Sunday, May 27, 2012

How A Long Way Gone compares with The Hunger Games

The book A Long Way Gone has a few similarities with the book The Hunger Games. In both books, children are put in fighting situations. Both books also have similar themes and moods.

In A Long Way Gone, Ishmael and his friends Alhaji, Musa, Moriba, Jumah and Kanei are picked up by the government army and forced to be soldiers. They have no choice, if they do not join up with the army, they will be sent out of the village and killed by the rebels (RUF). The boys, a long with other boys and a few men, are trained for a brief period of time and then sent into battles against the rebels. Throughout their time in the war, Ishmael and his friends see and participate in acts of cruelty. These acts of cruelty include seeing people be killed, watching villages burn down, and killing people and burning down villages themselves. In the Hunger Games, Katniss, Peeta and 22 other tributes are chosen and forced into an annual hunger game-a fight to the death, where only one tribute will come out of the arena alive. Katniss, Peeta and all the other tributes have no choice, they must fight to the death in the arena or the Capitol (the people in charge) and President Snow, will punish them and their families. The tributes go through a training period to prepare them to fight in the arena. Katniss, Peeta and the other tributes see fellow tributes die and some even kill their fellow tributes.

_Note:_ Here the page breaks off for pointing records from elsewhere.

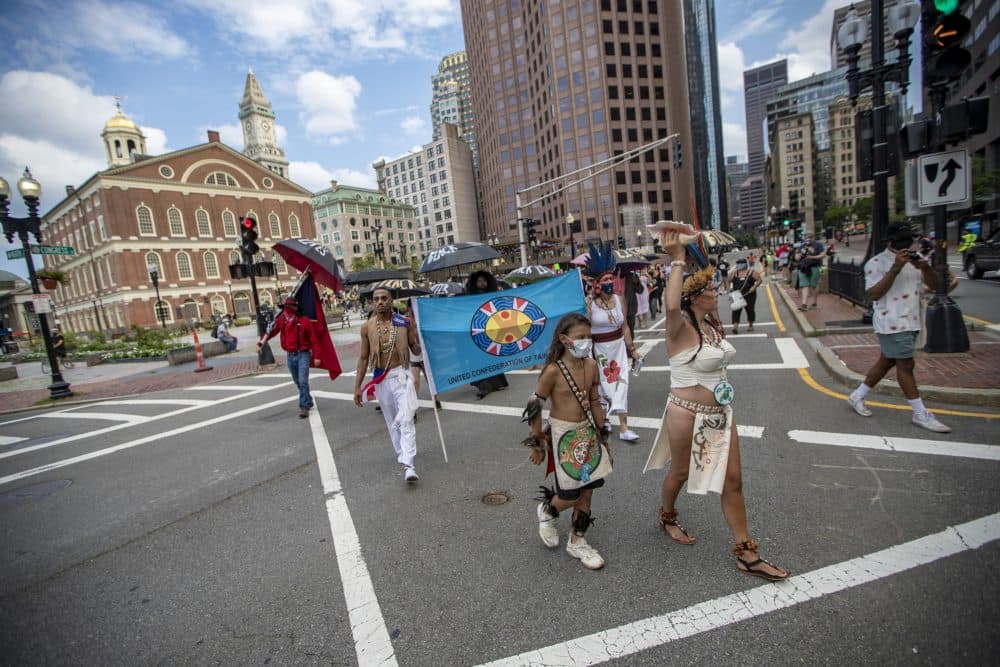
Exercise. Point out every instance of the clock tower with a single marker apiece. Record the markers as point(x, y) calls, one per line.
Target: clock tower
point(257, 119)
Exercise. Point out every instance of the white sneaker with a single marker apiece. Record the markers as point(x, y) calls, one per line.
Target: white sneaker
point(547, 528)
point(628, 436)
point(586, 553)
point(928, 421)
point(859, 406)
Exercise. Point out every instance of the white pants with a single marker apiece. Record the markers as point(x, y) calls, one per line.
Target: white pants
point(398, 400)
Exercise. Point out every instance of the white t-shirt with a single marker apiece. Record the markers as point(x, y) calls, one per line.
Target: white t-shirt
point(899, 309)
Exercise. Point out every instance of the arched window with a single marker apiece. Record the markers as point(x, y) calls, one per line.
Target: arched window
point(145, 217)
point(204, 226)
point(228, 223)
point(184, 266)
point(152, 259)
point(175, 221)
point(211, 265)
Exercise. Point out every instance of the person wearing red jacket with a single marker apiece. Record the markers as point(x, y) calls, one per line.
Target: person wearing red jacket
point(297, 340)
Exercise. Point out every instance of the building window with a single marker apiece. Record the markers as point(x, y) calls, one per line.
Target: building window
point(211, 265)
point(204, 227)
point(145, 218)
point(184, 266)
point(175, 221)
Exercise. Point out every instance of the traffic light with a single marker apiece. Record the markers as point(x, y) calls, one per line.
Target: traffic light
point(944, 57)
point(248, 236)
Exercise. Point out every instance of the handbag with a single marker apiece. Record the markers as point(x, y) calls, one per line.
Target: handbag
point(599, 464)
point(736, 300)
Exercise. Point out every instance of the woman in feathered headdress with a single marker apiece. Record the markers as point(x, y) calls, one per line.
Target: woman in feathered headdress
point(613, 346)
point(698, 435)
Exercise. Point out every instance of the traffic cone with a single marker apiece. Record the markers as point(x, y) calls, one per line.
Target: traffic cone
point(197, 350)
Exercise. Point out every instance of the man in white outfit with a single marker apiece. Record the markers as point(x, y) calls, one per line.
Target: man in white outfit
point(387, 339)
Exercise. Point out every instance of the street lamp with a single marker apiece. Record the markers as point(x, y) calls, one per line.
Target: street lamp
point(154, 276)
point(31, 193)
point(903, 18)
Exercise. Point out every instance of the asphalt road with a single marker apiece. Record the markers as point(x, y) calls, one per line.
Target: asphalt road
point(213, 526)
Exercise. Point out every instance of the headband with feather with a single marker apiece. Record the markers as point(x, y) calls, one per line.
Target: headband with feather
point(600, 260)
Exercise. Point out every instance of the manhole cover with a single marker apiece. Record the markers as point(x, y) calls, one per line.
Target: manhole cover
point(28, 493)
point(496, 497)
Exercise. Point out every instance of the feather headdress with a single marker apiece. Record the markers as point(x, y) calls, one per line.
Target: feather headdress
point(600, 260)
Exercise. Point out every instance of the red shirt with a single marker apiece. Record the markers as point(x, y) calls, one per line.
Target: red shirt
point(296, 333)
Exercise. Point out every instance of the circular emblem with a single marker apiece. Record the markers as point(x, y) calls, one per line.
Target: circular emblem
point(506, 325)
point(579, 453)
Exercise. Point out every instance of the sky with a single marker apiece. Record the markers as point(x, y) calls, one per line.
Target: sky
point(349, 80)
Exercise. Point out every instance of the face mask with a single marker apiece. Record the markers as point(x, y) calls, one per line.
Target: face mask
point(581, 348)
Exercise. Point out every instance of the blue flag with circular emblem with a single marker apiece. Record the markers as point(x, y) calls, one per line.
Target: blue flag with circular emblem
point(471, 337)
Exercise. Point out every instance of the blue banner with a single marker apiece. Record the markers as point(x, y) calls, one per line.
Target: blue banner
point(472, 337)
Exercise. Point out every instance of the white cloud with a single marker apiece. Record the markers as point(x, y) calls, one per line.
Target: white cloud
point(315, 177)
point(328, 104)
point(414, 125)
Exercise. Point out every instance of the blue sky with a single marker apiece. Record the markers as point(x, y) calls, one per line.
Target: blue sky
point(349, 79)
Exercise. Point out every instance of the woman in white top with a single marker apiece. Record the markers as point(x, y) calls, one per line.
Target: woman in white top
point(698, 435)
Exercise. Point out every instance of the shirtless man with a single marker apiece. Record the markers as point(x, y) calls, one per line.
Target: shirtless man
point(386, 342)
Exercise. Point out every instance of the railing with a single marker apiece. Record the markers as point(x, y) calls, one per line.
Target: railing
point(847, 280)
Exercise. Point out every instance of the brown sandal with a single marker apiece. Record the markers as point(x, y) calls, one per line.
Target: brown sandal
point(670, 519)
point(749, 568)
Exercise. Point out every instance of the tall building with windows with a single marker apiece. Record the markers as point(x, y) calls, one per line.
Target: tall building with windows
point(557, 87)
point(706, 115)
point(257, 118)
point(451, 100)
point(354, 221)
point(759, 86)
point(438, 182)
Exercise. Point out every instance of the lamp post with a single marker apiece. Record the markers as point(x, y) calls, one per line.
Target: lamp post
point(154, 276)
point(31, 192)
point(903, 18)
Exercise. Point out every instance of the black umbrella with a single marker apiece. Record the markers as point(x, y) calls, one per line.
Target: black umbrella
point(447, 289)
point(400, 289)
point(456, 254)
point(306, 254)
point(375, 275)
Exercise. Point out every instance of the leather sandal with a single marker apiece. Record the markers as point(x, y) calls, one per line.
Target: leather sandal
point(752, 568)
point(670, 519)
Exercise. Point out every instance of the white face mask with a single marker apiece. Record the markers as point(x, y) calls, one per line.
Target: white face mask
point(581, 348)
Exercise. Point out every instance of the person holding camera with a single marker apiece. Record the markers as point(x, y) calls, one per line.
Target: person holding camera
point(893, 280)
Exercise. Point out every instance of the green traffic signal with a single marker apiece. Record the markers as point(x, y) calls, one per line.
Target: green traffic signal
point(946, 6)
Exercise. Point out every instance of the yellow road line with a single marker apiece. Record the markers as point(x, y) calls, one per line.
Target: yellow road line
point(809, 380)
point(774, 309)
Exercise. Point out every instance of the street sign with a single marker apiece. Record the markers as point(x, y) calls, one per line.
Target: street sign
point(944, 178)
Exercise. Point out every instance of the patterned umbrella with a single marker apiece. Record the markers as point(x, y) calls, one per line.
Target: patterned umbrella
point(529, 274)
point(317, 258)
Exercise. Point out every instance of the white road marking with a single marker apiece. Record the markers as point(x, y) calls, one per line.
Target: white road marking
point(371, 637)
point(156, 437)
point(648, 633)
point(651, 423)
point(109, 429)
point(895, 444)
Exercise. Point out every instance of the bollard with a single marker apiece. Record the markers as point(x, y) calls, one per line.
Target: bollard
point(197, 350)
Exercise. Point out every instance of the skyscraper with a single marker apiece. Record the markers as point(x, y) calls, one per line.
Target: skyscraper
point(759, 86)
point(706, 117)
point(559, 87)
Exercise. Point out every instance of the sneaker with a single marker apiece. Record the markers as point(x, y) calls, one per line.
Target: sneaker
point(928, 421)
point(547, 528)
point(859, 406)
point(628, 436)
point(585, 553)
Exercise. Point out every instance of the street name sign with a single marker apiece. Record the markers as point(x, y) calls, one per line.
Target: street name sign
point(944, 178)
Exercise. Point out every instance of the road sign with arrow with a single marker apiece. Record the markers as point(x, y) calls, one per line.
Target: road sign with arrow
point(944, 179)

Both A Long Way Gone and The Hunger Games have some similar themes of bad things can happen to good people and life goes on. In A Long Way Gone, Ishmael and his companions were good people who were just enjoying their lives before they were forced to go on the run. They did not deserve to be forced to become child soldiers. Ishmael did not deserve to lose his family. Ishmael deserved nothing that happened to him during the war. Sometimes, bad things happen to good people, as they did to Ishmael. There may not be a reason for why those bad things happen to good people, sometimes they just do. Also, in the end, Ishmael is able to forgive himself for what he's done in the war, and is able to move on with his life. He discovers that life goes on. Life goes on even when it seems it cannot. In The Hunger Games, Katniss and Peeta were good people just living their lives and then suddenly they were picked as tributes for district 12 to go into the arena to fight to the death with other tributes from the other districts. Katniss, Peeta and the other tributes don't deserve to be forced to fight. All but one of them will be dead at the end of the games. None of the tributes deserves to die. They were good people that had bad things happen to them (being forced into the arena, and most of the tributes lost their lives). In the end, Katniss and Peeta are alive, having survived the Hunger Games, and have realized that their lives will go on, despite everything they have been through.

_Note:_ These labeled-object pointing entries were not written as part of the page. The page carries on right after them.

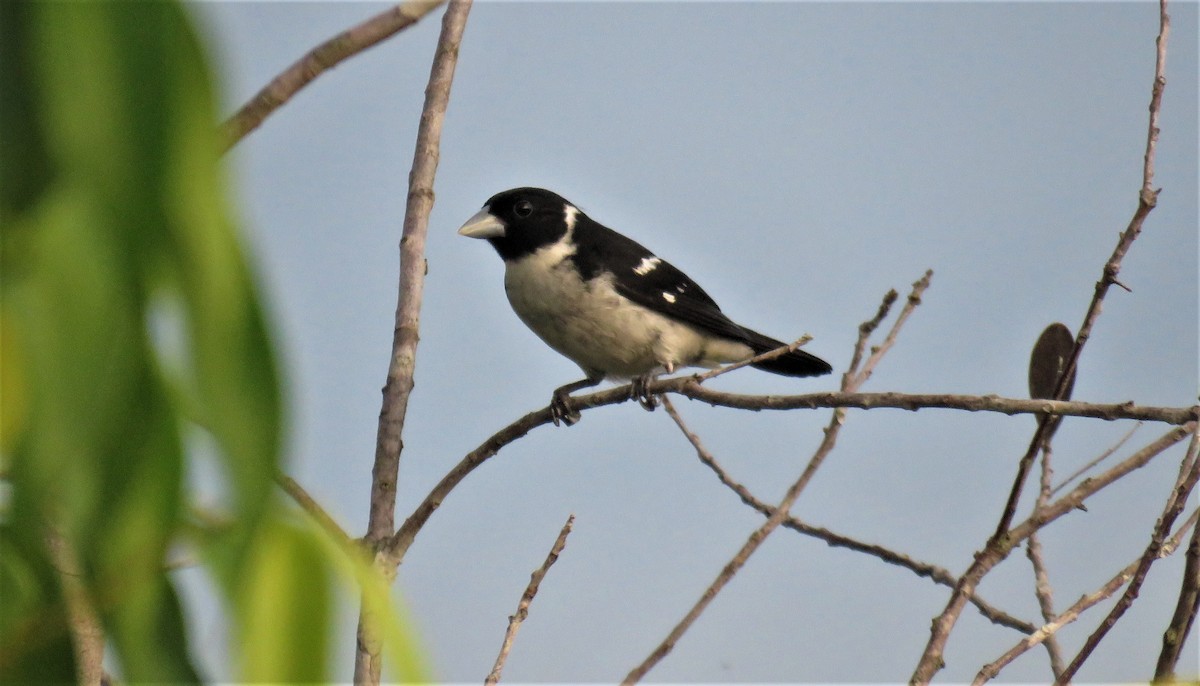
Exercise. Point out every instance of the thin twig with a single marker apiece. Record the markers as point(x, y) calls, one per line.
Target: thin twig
point(987, 559)
point(517, 618)
point(399, 387)
point(784, 507)
point(1071, 614)
point(761, 357)
point(83, 619)
point(1042, 588)
point(315, 510)
point(397, 546)
point(1189, 474)
point(1098, 459)
point(1176, 635)
point(931, 660)
point(687, 386)
point(1146, 200)
point(322, 58)
point(937, 575)
point(869, 326)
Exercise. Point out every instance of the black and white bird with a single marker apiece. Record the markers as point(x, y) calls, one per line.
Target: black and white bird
point(610, 305)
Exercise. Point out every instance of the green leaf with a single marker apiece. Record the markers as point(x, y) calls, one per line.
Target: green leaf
point(112, 202)
point(285, 601)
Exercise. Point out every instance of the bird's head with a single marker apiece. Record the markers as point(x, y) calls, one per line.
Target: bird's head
point(521, 221)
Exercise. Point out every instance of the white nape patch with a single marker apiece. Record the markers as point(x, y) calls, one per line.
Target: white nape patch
point(646, 266)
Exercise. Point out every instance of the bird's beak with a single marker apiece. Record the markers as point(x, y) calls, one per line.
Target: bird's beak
point(483, 226)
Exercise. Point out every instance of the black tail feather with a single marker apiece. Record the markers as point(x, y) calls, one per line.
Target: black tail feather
point(795, 363)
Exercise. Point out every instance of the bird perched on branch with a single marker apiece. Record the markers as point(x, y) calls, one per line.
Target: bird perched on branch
point(610, 305)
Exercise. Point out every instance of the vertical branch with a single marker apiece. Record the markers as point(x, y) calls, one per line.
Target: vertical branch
point(1176, 635)
point(1042, 588)
point(1000, 543)
point(87, 633)
point(406, 334)
point(322, 58)
point(1189, 474)
point(1147, 197)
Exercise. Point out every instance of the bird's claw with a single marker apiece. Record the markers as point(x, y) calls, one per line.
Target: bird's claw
point(637, 390)
point(561, 410)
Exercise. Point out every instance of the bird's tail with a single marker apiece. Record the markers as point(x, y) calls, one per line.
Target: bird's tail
point(795, 363)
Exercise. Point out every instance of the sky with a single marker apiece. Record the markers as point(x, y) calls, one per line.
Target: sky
point(798, 160)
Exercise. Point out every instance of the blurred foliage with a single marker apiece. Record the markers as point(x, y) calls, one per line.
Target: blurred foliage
point(130, 319)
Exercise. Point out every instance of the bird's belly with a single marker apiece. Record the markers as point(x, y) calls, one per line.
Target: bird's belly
point(600, 330)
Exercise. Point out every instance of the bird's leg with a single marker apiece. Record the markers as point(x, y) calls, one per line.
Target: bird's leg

In both books the mood is grim and fearful. In A Long Way Gone, it is grim while Ishmael is on the run seeing all sorts of atrocities and while he is a child soldier committing horrific, unkind acts. It is also fearful when Ishmael is on the run from the rebels, as he is scared of them because of what he has seen them do. In The Hunger Games, the mood is grim in the arena while the tributes are killing one another. It is also fearful because Katniss is afraid that she won't make it out, and she is afraid for Peeta when he is sick and wounded.